The invention discloses a key feature identification method based on multi-objective evolution random forest feature selection, which comprises the following steps: firstly, acquiring multivariate quality characteristic data information in a production process through digital detection of a workshop to form a product quality characteristic data set; and then, primarily selecting the quality characteristics participating in classification by utilizing a Relief (recursive F) algorithm, and dividing the primarily selected data set into two parts: a product quality characteristic training data set and a product quality characteristic testing data set; inputting the training data set into a multi-objective optimization random forest feature selection algorithm to obtain a key quality characteristic set; and finally, verifying the obtained key quality characteristic set by using the test data set. The method considers the complex influence of the multivariate quality characteristics on the final quality of the product, accurately analyzes the key quality characteristics in the product, provides reference for identifying the key quality characteristics, provides support for quality control and improves the product quality prediction capability.

Description

Key quality characteristic identification method based on multi-target evolution random forest characteristic selection

Technical Field

The invention provides a key quality characteristic identification method based on multi-objective evolution random forest characteristic selection, and belongs to the field of quality management.

Background

In modern industrial production, a large amount of process data and quality characteristic data are generated in the production process of a product, including production environment data, product characteristic data, assembly characteristic data, customer demand characteristic data, and the like. Some of the quality characteristics have very important influence on the quality of the product, and some have little influence on the quality of the product, so that the identification of the key quality characteristics closely related to the quality of the product has very important significance on the continuous improvement of the product, the quality prediction of the product and the quality control of the product.

The traditional key quality characteristic identification method comprises key characteristic expansion and quality function expansion, wherein the key characteristic expansion method decomposes the whole product layer by layer, expands the product layer by layer from the aspects of product characteristics, part characteristics, process characteristics and the like, and then applies a qualitative and quantitative analysis method to identify the key quality characteristics. The quality function expansion method embodies customer demand guidance, focuses on the part of quality characteristics most focused by customers, but easily ignores potential key quality characteristics purely according to customer demands. The complex product comprises a large number of quality characteristics of component levels, the influence relationship among the quality characteristics is complex, and the mutual influence and the key degree of the quality characteristics are difficult to determine by the traditional qualitative and quantitative method.

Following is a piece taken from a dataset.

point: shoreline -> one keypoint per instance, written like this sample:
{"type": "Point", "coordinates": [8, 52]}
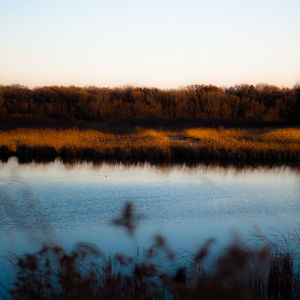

The invention provides a method for identifying key quality characteristics by using quality characteristic data in industrial production on the basis of combining a multi-objective optimization algorithm and a machine learning model. The method is used for improving the product continuity in the production process, and improving the capabilities of product quality control, product quality prediction and the like.

Disclosure of Invention

(1) Objects of the invention

The invention aims to provide a key quality characteristic identification method based on multi-objective evolution random forest characteristic selection, and aims to solve the problem that the conventional qualitative and quantitative method is difficult to identify and determine the key quality characteristic.

(2) Technical scheme

The invention provides a key quality characteristic identification method based on multi-objective evolution random forest characteristic selection for solving the problems, as shown in the attached figure 1, the method comprises the following steps:

step 1: acquiring multivariate quality characteristic data information in a production process through digital detection of a workshop, wherein the multivariate quality characteristic data information comprises a plurality of process parameters, product size parameters, product grade classification and other quality characteristics which are important factors influencing the overall quality level of a product, so that a product quality characteristic data set is formed;

step 2: the method comprises the following steps of carrying out primary selection on quality characteristics participating in classification by utilizing a Relief (recursive F) algorithm, and dividing a data set after the primary selection into two parts: a product quality characteristic training data set and a product quality characteristic testing data set;

and step 3: dividing the training data set into an internal training set and an internal test set, wherein the internal training set is used for training a random forest model classifier, and the internal test set is used for evaluating the selected quality characteristic set generated by the algorithmsThe partial objective function value of (2). Then inputting a multi-target evolution random forest feature selection algorithm, establishing a plurality of corresponding algorithm targets, generating an initial population, and setting an iterative population algebra to obtain an advantage key quality characteristic set;

and 4, step 4: and verifying and evaluating the obtained key quality characteristic set by using the random forest classifier trained by the test data set and the key quality characteristic set.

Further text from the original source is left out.